Samantha Mueller, 19, is here with her mom Cybil, to welcome the Duchess to Cape Town. She told CNN Meghan has been her “role model since I was in primary school.”
Mueller said Meghan’s humanitarian work was important and that’s why she had come to Bo-Kaap with her sign.
“Gender-based violence doesn’t start and end at South Africa’s borders,” Mueller explained, adding that to break the cycle, international support was incredibly important.
Also waiting for a glimpse of Meghan and Harry were Laeeqa Pangarker, 16, and her mom, Naeema, 36.
Both are fans of Meghan from Suits but they too want to highlight the issue of femicide in South Africa.
They are excited the royal couple is in town because “their platform is bigger than ours.”

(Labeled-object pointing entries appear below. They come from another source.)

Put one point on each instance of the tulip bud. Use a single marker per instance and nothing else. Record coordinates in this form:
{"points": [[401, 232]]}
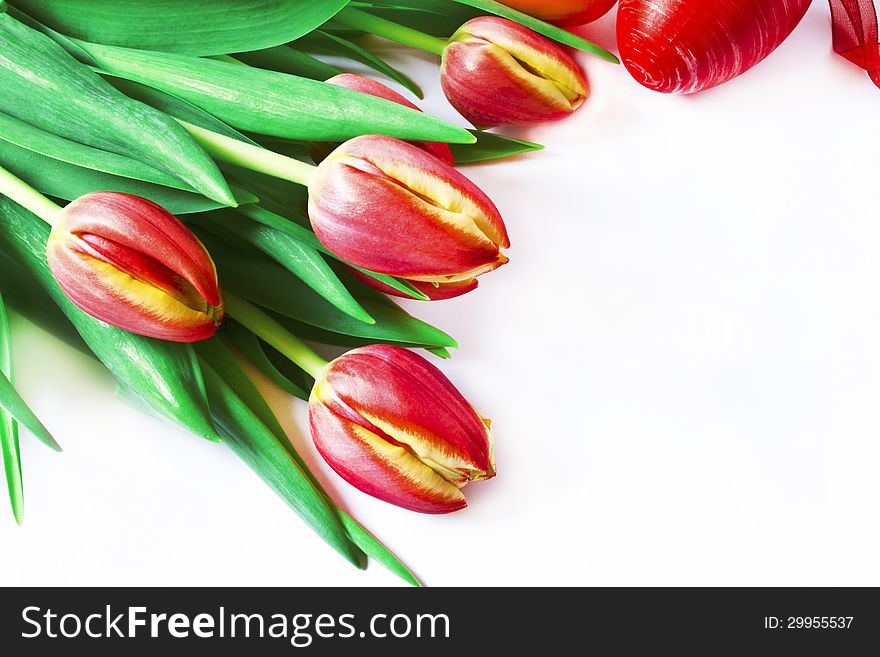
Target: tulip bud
{"points": [[390, 207], [128, 262], [392, 425], [498, 72], [371, 87]]}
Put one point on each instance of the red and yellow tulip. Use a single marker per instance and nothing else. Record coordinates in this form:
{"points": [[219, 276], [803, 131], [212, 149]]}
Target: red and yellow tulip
{"points": [[563, 12], [496, 72], [390, 207], [128, 262], [393, 426]]}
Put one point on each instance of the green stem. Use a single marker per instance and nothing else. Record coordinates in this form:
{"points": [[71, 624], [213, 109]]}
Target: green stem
{"points": [[27, 197], [382, 27], [251, 157], [266, 328]]}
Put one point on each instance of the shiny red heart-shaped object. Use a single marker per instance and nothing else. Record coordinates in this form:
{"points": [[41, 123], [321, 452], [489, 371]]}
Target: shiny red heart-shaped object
{"points": [[684, 46]]}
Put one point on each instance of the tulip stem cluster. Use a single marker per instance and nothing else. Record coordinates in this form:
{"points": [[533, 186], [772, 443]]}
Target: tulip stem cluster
{"points": [[28, 197], [266, 328], [402, 34], [248, 156]]}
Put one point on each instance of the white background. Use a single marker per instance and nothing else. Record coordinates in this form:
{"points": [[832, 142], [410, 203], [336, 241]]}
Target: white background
{"points": [[682, 362]]}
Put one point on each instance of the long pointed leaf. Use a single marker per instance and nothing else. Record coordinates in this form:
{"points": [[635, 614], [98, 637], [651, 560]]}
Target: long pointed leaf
{"points": [[333, 44], [195, 27], [9, 428], [286, 59], [272, 103], [24, 135], [300, 259], [295, 228], [242, 341], [272, 287], [57, 178], [46, 87], [491, 146], [255, 444]]}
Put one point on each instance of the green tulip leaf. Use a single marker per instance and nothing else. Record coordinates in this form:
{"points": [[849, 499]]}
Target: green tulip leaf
{"points": [[57, 178], [9, 446], [286, 59], [194, 27], [261, 442], [299, 258], [430, 10], [47, 88], [45, 143], [333, 44], [272, 103], [491, 146], [271, 286], [250, 347]]}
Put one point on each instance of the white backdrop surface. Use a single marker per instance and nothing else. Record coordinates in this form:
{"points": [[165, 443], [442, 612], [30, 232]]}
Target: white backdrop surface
{"points": [[682, 362]]}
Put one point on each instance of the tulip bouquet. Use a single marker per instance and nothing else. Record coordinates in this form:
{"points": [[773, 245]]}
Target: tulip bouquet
{"points": [[199, 203]]}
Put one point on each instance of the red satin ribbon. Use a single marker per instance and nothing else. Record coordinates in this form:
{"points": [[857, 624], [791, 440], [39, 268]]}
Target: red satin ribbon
{"points": [[855, 34]]}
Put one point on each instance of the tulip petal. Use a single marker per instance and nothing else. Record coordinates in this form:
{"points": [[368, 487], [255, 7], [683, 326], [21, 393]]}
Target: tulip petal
{"points": [[379, 468], [389, 207], [498, 72], [126, 261], [394, 426]]}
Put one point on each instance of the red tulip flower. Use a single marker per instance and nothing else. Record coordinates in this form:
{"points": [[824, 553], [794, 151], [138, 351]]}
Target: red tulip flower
{"points": [[685, 46], [371, 87], [563, 12], [496, 72], [390, 207], [128, 262], [393, 426]]}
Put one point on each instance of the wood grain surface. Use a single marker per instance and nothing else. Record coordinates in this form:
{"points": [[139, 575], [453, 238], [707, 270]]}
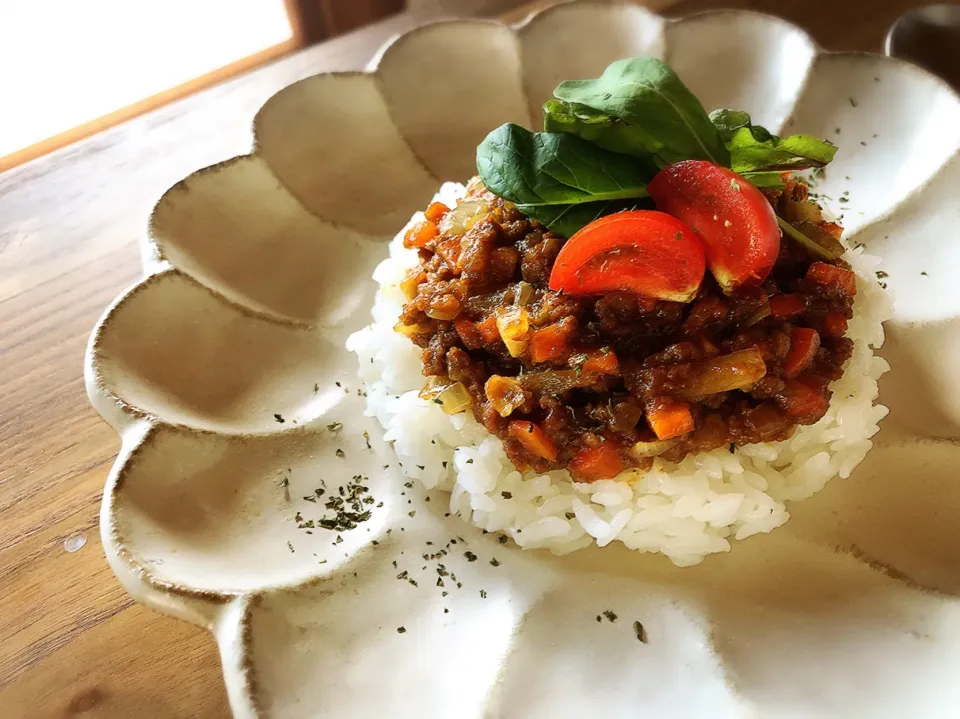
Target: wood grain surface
{"points": [[72, 643]]}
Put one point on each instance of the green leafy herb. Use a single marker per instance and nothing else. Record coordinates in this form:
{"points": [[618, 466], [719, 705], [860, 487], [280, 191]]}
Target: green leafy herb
{"points": [[597, 127], [755, 149], [557, 178], [640, 632], [648, 95]]}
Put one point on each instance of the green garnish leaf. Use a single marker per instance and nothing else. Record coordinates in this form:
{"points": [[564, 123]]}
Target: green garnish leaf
{"points": [[557, 178], [597, 127], [755, 149], [648, 95]]}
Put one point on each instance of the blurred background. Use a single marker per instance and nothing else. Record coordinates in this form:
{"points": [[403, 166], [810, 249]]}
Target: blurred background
{"points": [[70, 68]]}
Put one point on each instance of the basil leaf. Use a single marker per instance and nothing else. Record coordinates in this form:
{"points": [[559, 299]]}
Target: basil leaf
{"points": [[789, 153], [753, 148], [558, 178], [646, 94], [729, 121], [597, 127]]}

”Now is the time to help us,” Laeeqa told CNN.
Prince Harry and Meghan, Duchess of Sussex, have arrived at the Auwal Mosque -- the oldest masjid in South Africa -- for their visit.
The pair are touring Cape Town's Bo-Kaap district to mark Heritage Day.
After leaving the mosque, they will walk around the area's vibrantly-colored streets, and take tea at the home of some local residents.
UPDATE: The couple later posted photographs of their visit to the Auwal Mosque on their official Instagram account
One of the groups waiting to catch a glimpse of Harry and Meghan here in Bo-Kaap is Brave, a non-profit organization that uses yoga, meditation and Ayurvedic therapies to help those suffering acute physical trauma.
It was started by Robyne Conway 15 years ago after she fractured her spine and pelvis when a balcony she was on collapsed beneath her.
Despite such a traumatic event she insists the accident was "the best thing that happened to me," because it took her on a path to setting up Brave.
Conway told CNN she feels a "close affinity" to the royal couple because of Harry’s work with the Invictus Games, and Meghan’s practice of yoga.
She says everyone involved with Brave is incredibly excited to meet Harry and Meghan when they visit Bo-Kaap to mark Heritage Day, a public holiday celebrating South Africa’s cultural diversity.
After a quick break for lunch, Harry and Meghan will soon be headed to the Bo-Kaap district of Cape Town, to visit the Auwal mosque and meet well-wishers in the area.
Bo-Kaap is a vibrant neighborhood where many of the buildings are painted in Instagram-friendly bright colors.
Today there are marching bands in the streets, creating a festival-like atmosphere.